Photo by Scott Bruhn/Nebraska Communications

Lester Arasmith

By NU Athletic Communications

     Service Branch: U.S. Army Air Corps/U.S. Air Force

       Rank at Separation: WWII - Captain, Korea - Major, Vietnam - Colonel

       Combat Action: WWII Pacific, Korea, and Vietnam

       Home Town: Lincoln

       Military Specialty: Fighter Pilot and Group Commander

       Unit: 530th Fighter Sqdn, 311th Fighter Group in WWII; 40th & 41st Fighter Interceptor Sqdns, 35th Fighter Grp in Korea, 3rd Combat Support Group, Bien Hoa AB, RVN

       Decorations, Citations, and Awards: - Combat Aviator Wings; United Nations Service, Vietnam Campaign, Republic of Korea War Service, Philippine Liberation, Vietnam Gallantry Cross Unit Citation, United Nations Korea Service, Air Force Longevity Service w/ Oak Leaf, Armed Forces Reserve, Small Arms Expert Marksman, National Defense Service w/ Star, Korean Service w/ 4 Stars, Vietnam Service w/ 3 Stars, Asia-Pacific Campaign w/ 3 Stars, WWII victory, Army of Occupation, Presidential Unit Citation, American Campaign, Airman Medal, Air Force Commendation w/ Oak Leaf, 2 Air Medals w/ Oak Leaves, Distinguished Flying Cross w/ 2 Oak Leaves



There are numerous articles about Colonel Arasmith in the library and on the Internet. He is a genuine American hero – a fighter pilot in three wars, and a WWII “Ace.” That means he shot down at least five enemy aircraft while engaged in aerial combat. No missiles, no radar “lock” on the enemy aircraft…this was Dog Fighting. He had to see the other guy who had to see him. Then, the two dueled…not with pistols at ten paces, but with high-powered, .50-caliber machine guns at 50 meters – or less…so close, each risked flying into the debris of the very plane that he had just shot to pieces. It was an eyeball-to-eyeball, triple-axis, aerial two-step…Immelmann Turn and Hammerhead Stall – dive, climb, loop, and roll. Once the two engaged, only one would “live in fame.” The other would “go down in flame.” In his first five months of aerial combat in the skies over Burma and China, Lieutenant Arasmith painted six Japanese “Zeke” silhouettes under the canopy of his P-51 Mustang, and he wasn’t even old enough to drink…legally.

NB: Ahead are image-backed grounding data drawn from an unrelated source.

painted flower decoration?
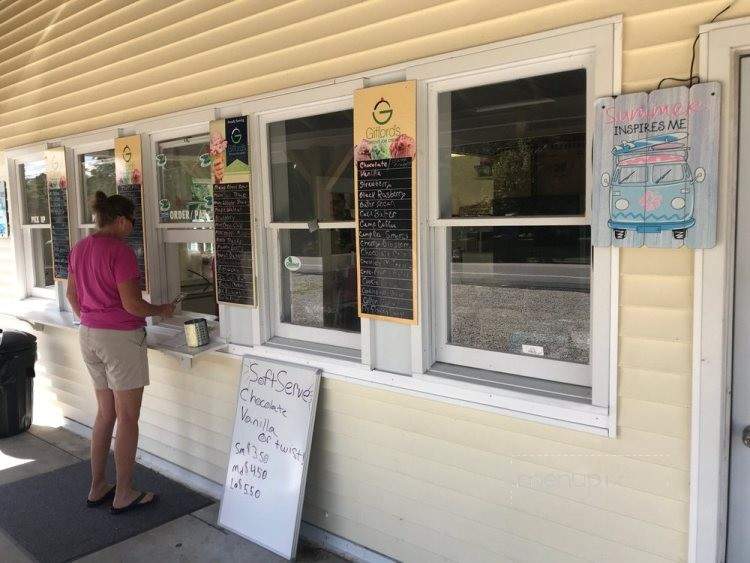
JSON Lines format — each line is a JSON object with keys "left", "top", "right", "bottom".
{"left": 132, "top": 168, "right": 142, "bottom": 185}
{"left": 209, "top": 132, "right": 228, "bottom": 156}
{"left": 371, "top": 138, "right": 390, "bottom": 160}
{"left": 389, "top": 134, "right": 416, "bottom": 159}
{"left": 640, "top": 191, "right": 662, "bottom": 212}
{"left": 59, "top": 177, "right": 67, "bottom": 189}
{"left": 354, "top": 139, "right": 372, "bottom": 162}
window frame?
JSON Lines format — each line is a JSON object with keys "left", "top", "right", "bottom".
{"left": 11, "top": 151, "right": 56, "bottom": 299}
{"left": 148, "top": 123, "right": 219, "bottom": 322}
{"left": 404, "top": 22, "right": 618, "bottom": 412}
{"left": 257, "top": 96, "right": 361, "bottom": 350}
{"left": 153, "top": 130, "right": 214, "bottom": 229}
{"left": 71, "top": 138, "right": 117, "bottom": 229}
{"left": 428, "top": 56, "right": 601, "bottom": 388}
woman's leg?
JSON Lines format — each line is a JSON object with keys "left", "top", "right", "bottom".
{"left": 89, "top": 388, "right": 116, "bottom": 500}
{"left": 112, "top": 387, "right": 153, "bottom": 508}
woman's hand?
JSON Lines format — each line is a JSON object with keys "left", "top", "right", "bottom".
{"left": 159, "top": 303, "right": 176, "bottom": 318}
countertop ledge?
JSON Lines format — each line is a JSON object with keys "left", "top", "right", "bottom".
{"left": 0, "top": 298, "right": 226, "bottom": 368}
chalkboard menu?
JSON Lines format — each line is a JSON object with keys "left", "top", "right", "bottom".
{"left": 354, "top": 80, "right": 418, "bottom": 324}
{"left": 357, "top": 157, "right": 416, "bottom": 322}
{"left": 48, "top": 185, "right": 71, "bottom": 279}
{"left": 116, "top": 183, "right": 148, "bottom": 291}
{"left": 214, "top": 182, "right": 255, "bottom": 306}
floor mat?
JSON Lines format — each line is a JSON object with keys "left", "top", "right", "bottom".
{"left": 0, "top": 458, "right": 213, "bottom": 562}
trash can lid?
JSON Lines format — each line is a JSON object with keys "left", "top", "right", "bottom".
{"left": 0, "top": 329, "right": 37, "bottom": 354}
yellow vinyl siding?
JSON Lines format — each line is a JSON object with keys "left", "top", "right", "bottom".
{"left": 1, "top": 1, "right": 747, "bottom": 561}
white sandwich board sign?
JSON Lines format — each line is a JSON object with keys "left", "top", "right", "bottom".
{"left": 219, "top": 356, "right": 321, "bottom": 559}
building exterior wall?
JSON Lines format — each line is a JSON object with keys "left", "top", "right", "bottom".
{"left": 2, "top": 1, "right": 748, "bottom": 561}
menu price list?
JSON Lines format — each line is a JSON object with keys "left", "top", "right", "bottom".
{"left": 117, "top": 184, "right": 147, "bottom": 290}
{"left": 48, "top": 186, "right": 71, "bottom": 279}
{"left": 357, "top": 157, "right": 414, "bottom": 321}
{"left": 214, "top": 182, "right": 254, "bottom": 306}
{"left": 227, "top": 361, "right": 311, "bottom": 502}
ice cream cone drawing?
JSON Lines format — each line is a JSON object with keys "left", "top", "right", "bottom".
{"left": 210, "top": 132, "right": 228, "bottom": 183}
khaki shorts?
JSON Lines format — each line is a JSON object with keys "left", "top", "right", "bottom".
{"left": 79, "top": 326, "right": 149, "bottom": 391}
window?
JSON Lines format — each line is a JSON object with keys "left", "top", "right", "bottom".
{"left": 155, "top": 133, "right": 217, "bottom": 319}
{"left": 431, "top": 65, "right": 609, "bottom": 389}
{"left": 19, "top": 160, "right": 54, "bottom": 290}
{"left": 264, "top": 107, "right": 360, "bottom": 348}
{"left": 156, "top": 134, "right": 212, "bottom": 224}
{"left": 164, "top": 239, "right": 217, "bottom": 317}
{"left": 79, "top": 149, "right": 116, "bottom": 224}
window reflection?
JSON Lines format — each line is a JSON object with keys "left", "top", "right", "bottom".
{"left": 269, "top": 110, "right": 355, "bottom": 222}
{"left": 32, "top": 228, "right": 54, "bottom": 288}
{"left": 438, "top": 69, "right": 586, "bottom": 218}
{"left": 80, "top": 150, "right": 116, "bottom": 223}
{"left": 279, "top": 229, "right": 359, "bottom": 332}
{"left": 156, "top": 135, "right": 213, "bottom": 223}
{"left": 449, "top": 225, "right": 591, "bottom": 364}
{"left": 166, "top": 241, "right": 217, "bottom": 317}
{"left": 21, "top": 161, "right": 48, "bottom": 224}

Les Arasmith was commissioned a 2nd Lieutenant in the United States Army Air Corps and awarded his pilot wings on December 5, 1943. He joined the 530th Fighter Squadron of the 311th Fighter Group in Burma (and later in China) in August 1944. Lt. Arasmith was credited with the destruction of 6 enemy aircraft in aerial combat plus one damaged. He is one of only two Nebraskans to achieve Aerial Combat “Ace” status. In January of 1947, he left active duty and joined the reserves. Captain Arasmith returned to active duty with the newly formed U.S. Air Force, later that same year, and in July 1950, he deployed to Korea, where he flew P-51 Mustangs and F-80 Shooting Stars with the 40th Fighter Interceptor Squadron (FIS) and then the 41st FIS of the 35th Fighter Group. Major Arasmith next flew F-86 Sabre Jets with the 94th FIS at George AFB, California, from June 1951 to January 1955. Colonel Arasmith served as Commander of the 327th Combat Support Squadron and the Base Commander of Truax Field, Wisconsin, from August 1963 to July 1966. In 1968, he deployed to Southeast Asia, where he served as commander of the 3rd Combat Support Group at Bien Hoa AB, RVN from May 1968 to March 1969. After Viet Nam, Col. Arasmith returned to Ent AFB and retired from the Air Force on July 31, 1969.

After retiring from the Air Force, Les received his Ph.D. in Economics from the University of Colorado. Professor Arasmith served on both the faculties at the University of Nebraska – Omaha and Bethel University in St. Paul, Minnesota. He and his wife, Nadine, returned to Lincoln in 1990 to be near their family.